Why do the poor put up with it?  What makes them, election after election, vote, and still see no material improvement in their condition?  In a word:  Dignity.  In a country where for thousands of years, the lowest of the low, dare not cast even a shadow on their upper caste brethren, being a part of the political process - courted by all castes and classes - is empowering.  The psychological impact of seeing your caste represented within the higher echelons of power cannot be underestimated; explaining the enthusiasm India's poor have with politics.    

But how long will this all last before the poor desire tangible results?  It's doubtful if politics, in India, can ever be the means for social change.  It's been good for stability; better to have the poor vote and engage in politics, rather than riot.  Caste reservations are also a cost-effective strategy; it costs less than spending on education and health and is a significant reason why the poor are still poor, even though India is booming.   

  
Lower caste mobilization also takes place within the context of an upper class/elite exodus from politics, in stark contrast to India at its inception in 1947.  The founding fathers, Nehru, Gandhi, and a host of others, all came from elite backgrounds; hyper cultured and educated aristocrats.  They inspired a whole generation of middle classes.  The current elite. rather than mobilize, demand better governance, and take active roles in politics, choose instead, to buy their way out.  Gated communities are on the rise;  private school fees are exorbitant; private health care grows all at the expense of public goods.  Those are left to the poor and the poor vote for whomever gives them dignity.    

India turn the prevailing political science theory, that higher incomes leads to a demand for better governance, on its head.

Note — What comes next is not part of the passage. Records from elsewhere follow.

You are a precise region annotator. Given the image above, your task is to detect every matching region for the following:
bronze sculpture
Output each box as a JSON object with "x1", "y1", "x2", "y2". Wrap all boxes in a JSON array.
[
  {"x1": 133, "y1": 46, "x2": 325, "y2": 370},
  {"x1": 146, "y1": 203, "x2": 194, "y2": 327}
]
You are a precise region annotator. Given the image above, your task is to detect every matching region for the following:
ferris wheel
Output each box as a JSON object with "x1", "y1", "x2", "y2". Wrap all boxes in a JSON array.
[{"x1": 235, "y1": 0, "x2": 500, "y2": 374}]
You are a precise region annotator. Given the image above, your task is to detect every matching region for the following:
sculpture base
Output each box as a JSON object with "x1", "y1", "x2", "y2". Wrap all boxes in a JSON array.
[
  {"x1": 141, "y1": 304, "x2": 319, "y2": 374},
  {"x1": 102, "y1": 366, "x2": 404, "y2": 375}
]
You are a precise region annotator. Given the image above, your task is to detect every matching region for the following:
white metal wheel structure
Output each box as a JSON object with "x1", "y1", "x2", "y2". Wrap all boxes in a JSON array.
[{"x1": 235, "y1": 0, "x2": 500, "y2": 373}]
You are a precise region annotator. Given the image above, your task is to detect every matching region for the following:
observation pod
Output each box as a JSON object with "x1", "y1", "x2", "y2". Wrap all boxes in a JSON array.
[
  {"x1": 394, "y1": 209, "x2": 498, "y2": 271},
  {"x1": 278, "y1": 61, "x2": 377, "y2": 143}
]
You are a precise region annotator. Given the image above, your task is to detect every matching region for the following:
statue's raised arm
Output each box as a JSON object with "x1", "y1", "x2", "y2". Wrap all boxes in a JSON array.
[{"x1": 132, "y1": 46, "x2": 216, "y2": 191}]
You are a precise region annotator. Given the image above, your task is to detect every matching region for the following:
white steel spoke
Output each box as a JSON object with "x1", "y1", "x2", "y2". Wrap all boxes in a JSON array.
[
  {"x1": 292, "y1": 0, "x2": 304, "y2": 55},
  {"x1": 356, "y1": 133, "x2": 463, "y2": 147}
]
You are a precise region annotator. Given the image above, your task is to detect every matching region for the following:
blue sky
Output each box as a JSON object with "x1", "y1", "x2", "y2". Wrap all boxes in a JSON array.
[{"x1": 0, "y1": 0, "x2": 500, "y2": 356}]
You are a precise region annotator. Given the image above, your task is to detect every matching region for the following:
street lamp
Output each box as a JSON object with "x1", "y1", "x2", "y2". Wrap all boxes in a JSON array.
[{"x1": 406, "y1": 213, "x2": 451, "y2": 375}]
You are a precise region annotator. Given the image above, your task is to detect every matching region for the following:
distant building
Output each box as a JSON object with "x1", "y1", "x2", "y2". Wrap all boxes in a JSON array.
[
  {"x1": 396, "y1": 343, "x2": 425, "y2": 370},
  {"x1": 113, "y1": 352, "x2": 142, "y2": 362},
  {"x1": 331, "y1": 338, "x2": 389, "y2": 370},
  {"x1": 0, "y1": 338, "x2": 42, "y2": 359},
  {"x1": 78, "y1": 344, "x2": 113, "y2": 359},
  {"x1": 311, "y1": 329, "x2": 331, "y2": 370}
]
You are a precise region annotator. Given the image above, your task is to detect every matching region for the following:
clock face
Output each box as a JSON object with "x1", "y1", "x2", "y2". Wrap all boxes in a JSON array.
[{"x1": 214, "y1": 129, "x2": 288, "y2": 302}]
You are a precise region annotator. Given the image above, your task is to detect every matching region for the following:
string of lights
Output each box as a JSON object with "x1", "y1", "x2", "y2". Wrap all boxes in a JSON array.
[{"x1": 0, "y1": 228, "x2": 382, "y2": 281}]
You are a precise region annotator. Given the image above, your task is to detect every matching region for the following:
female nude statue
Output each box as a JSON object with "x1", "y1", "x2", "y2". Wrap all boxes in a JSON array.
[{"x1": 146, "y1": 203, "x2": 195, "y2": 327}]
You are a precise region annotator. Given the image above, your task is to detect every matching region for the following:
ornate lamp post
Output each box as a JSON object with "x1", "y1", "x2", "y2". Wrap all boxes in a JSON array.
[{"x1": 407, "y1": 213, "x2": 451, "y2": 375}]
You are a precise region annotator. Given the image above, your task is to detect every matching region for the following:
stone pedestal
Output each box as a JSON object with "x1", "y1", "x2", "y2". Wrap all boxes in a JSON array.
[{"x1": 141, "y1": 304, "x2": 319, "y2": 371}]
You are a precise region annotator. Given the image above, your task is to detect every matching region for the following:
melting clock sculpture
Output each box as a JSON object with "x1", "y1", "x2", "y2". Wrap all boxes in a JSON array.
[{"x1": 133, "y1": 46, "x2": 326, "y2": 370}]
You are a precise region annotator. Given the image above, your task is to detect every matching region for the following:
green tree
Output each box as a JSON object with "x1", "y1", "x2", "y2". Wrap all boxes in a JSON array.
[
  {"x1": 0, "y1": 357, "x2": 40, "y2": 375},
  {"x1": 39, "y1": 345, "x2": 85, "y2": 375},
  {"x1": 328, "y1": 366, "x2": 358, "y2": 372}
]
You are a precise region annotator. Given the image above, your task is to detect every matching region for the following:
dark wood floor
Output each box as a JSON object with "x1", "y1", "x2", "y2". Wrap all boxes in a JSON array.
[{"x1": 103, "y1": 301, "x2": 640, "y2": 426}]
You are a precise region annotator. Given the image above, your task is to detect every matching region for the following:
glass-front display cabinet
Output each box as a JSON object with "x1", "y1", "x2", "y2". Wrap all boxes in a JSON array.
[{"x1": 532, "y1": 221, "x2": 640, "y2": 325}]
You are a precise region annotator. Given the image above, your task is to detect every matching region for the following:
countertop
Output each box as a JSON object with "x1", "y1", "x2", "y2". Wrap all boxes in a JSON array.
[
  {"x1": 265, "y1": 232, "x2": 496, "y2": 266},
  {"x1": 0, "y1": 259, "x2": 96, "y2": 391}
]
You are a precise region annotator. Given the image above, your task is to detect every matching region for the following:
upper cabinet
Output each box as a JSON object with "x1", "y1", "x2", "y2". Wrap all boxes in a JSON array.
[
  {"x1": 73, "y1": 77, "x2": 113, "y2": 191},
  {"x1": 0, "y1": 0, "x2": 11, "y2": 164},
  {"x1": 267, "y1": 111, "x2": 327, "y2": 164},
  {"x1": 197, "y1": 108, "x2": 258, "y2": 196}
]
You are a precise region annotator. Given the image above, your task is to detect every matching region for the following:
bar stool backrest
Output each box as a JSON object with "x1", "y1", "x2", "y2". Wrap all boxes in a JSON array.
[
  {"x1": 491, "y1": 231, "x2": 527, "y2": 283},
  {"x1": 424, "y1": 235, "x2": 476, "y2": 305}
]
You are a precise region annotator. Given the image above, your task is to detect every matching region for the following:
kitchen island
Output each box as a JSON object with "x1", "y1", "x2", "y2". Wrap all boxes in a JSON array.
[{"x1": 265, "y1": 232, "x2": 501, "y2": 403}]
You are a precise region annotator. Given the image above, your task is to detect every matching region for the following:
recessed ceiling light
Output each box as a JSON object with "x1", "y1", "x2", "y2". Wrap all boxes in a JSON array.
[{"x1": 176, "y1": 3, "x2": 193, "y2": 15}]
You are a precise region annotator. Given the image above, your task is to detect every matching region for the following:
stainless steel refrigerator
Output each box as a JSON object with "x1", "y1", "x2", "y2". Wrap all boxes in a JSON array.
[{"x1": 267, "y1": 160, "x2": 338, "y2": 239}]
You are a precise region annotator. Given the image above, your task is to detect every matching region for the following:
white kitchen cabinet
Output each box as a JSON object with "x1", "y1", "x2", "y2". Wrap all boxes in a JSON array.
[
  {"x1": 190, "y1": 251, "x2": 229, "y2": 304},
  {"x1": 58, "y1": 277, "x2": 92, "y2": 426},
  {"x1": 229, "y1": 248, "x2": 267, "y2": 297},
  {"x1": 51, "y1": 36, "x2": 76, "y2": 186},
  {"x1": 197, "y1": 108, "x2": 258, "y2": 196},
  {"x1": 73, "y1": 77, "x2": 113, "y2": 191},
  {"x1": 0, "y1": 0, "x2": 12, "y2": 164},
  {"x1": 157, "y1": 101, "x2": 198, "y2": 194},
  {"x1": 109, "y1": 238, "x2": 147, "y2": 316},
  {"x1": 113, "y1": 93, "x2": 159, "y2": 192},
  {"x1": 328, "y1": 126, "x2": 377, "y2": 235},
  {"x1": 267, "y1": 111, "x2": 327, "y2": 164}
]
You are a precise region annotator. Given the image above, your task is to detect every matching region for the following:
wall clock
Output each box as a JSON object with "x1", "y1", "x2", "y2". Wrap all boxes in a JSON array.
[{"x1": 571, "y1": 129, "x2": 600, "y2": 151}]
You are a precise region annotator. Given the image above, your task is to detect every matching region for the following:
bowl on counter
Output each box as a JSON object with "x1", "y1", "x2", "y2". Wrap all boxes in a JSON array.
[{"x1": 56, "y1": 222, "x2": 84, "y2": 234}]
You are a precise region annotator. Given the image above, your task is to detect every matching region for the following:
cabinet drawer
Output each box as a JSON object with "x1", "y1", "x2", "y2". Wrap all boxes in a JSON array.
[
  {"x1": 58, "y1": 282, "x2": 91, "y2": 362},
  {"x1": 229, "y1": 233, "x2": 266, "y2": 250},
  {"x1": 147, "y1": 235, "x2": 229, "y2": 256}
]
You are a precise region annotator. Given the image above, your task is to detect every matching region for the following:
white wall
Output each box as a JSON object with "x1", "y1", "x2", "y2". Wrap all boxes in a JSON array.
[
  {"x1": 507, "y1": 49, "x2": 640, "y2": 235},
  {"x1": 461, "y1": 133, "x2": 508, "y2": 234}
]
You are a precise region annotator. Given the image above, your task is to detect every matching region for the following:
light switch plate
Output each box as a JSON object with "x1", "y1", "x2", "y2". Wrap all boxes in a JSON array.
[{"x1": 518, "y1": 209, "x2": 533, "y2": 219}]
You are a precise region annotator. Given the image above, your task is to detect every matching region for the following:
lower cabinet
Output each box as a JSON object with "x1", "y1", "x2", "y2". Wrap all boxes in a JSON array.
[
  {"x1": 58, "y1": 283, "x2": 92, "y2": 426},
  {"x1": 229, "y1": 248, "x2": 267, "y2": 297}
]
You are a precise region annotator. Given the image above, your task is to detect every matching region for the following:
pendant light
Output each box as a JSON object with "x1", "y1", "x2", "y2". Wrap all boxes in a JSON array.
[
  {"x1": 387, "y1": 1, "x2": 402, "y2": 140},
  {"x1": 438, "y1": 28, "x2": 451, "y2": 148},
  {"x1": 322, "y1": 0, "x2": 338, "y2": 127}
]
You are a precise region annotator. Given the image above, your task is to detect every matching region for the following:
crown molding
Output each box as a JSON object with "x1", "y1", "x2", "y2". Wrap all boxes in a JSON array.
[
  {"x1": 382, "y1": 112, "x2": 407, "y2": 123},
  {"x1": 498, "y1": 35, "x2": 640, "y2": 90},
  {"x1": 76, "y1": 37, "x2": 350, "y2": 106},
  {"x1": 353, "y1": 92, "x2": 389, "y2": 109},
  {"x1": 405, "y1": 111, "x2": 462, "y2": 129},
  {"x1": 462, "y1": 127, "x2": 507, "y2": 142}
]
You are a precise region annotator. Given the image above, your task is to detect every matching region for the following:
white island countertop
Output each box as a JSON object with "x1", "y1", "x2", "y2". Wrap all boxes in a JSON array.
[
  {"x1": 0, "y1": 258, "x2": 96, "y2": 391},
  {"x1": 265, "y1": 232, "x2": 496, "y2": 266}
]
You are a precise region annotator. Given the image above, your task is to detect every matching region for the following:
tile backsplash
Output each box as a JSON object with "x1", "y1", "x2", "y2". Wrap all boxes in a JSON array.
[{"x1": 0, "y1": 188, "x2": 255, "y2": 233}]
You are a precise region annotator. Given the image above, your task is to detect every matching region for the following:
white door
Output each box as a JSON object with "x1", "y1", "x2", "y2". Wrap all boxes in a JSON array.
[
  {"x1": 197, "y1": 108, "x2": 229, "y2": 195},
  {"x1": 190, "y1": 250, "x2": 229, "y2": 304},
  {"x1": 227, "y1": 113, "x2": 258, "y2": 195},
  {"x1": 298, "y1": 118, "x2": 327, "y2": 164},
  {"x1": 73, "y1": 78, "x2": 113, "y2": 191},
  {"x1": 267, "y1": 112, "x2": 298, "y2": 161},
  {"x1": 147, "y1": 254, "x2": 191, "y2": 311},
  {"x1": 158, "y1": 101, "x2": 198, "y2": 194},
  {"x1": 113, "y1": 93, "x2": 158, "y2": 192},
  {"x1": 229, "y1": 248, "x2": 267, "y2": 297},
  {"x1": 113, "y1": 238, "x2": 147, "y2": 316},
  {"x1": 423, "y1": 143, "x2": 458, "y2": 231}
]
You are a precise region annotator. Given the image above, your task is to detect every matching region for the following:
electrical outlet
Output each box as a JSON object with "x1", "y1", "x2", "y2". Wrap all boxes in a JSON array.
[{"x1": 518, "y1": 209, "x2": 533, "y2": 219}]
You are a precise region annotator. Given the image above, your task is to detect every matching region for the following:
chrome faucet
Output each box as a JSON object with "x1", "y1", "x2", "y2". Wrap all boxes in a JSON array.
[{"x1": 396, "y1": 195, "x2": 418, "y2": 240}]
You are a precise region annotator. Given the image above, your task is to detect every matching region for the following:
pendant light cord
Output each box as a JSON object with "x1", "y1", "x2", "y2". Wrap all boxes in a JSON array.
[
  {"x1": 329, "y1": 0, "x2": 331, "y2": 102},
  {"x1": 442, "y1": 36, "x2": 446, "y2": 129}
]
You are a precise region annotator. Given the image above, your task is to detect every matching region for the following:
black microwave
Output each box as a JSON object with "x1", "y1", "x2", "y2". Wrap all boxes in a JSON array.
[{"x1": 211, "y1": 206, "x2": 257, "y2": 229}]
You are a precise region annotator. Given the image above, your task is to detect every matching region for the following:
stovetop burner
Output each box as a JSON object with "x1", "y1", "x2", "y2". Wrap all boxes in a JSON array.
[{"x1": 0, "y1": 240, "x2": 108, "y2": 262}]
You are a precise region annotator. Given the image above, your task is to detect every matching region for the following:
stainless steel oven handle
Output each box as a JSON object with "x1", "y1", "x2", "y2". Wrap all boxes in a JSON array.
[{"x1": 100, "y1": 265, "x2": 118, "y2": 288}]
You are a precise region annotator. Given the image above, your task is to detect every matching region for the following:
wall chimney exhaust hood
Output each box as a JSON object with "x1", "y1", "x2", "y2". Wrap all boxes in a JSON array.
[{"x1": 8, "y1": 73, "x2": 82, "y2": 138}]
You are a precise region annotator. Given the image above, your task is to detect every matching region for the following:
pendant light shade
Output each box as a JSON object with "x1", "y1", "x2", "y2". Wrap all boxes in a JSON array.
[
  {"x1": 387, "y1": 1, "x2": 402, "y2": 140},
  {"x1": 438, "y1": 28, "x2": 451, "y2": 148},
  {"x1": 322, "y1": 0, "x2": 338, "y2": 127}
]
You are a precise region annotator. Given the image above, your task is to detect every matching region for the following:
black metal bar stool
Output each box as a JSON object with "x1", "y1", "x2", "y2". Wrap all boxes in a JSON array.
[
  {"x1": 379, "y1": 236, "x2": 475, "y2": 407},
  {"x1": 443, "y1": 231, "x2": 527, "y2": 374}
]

After Mumbai, in November, there was a sense this might change.  There was talk of a party for professionals; the middle classes.  But this momentum has subsided; politics is still mostly a poor person's game.  But issues of governance and security, which effect rich and poor alike, makes many re-think this exclusionist tendency - especially in a democracy.  

In a country of 40% illiteracy, empowered ignorant masses, leads to mob rule.  And this is what India suffers from.  Parliament is a chappal throwing, paan spitting, buffoonery.  There are a handful of cultured and educated politicians.  Everyone else is in it for the money.  Even Maywati, the lower caste Queen, par excellance, has seen her personal fortune multiply 300 percent since being elected.         

All trends on the horizon point to further mobilization of the poor, ignorant, historically oppressed masses and the continued voluntary exclusion of the educated elite.  I can't think of anything more alarming.  An example that serves as a direct contrast is the United States, which always has had it's best and brightest engaged in politics.  Obama is a by-product of this trend, and if you go to any top American University, the idealist and politically ambitious always abound.  

Indians don't like being compared to America.  It's not fair they say.  India is poor, and has too many people and problems.  I agree that the comparison is not always fair.  

How about Egypt then?  There was no place more happening, liberal, enlightened in the Middle East after its independence.  In 1947 Egypt published over 3000 new books.  In 2007, 300.  (Painfully, a small country like Israel publishes 3000 now, explaining it's rise and it's Middle East neighbors demise).  And let's not even get into the high-quality films, and journalism, and women's groups and over-all air of liberty in Egypt at the time.  All lost, mostly during the Sadat years, when the liberal and secular middle classes disengaged from politics, leaving a vacuum filled by religious fundamentalism.  The reasons for middle class disengagement in India may be different, but modernity, in both case, led to apathy.  Egypt is a disaster now, and India may well be - if it doesn't take these political trends seriously.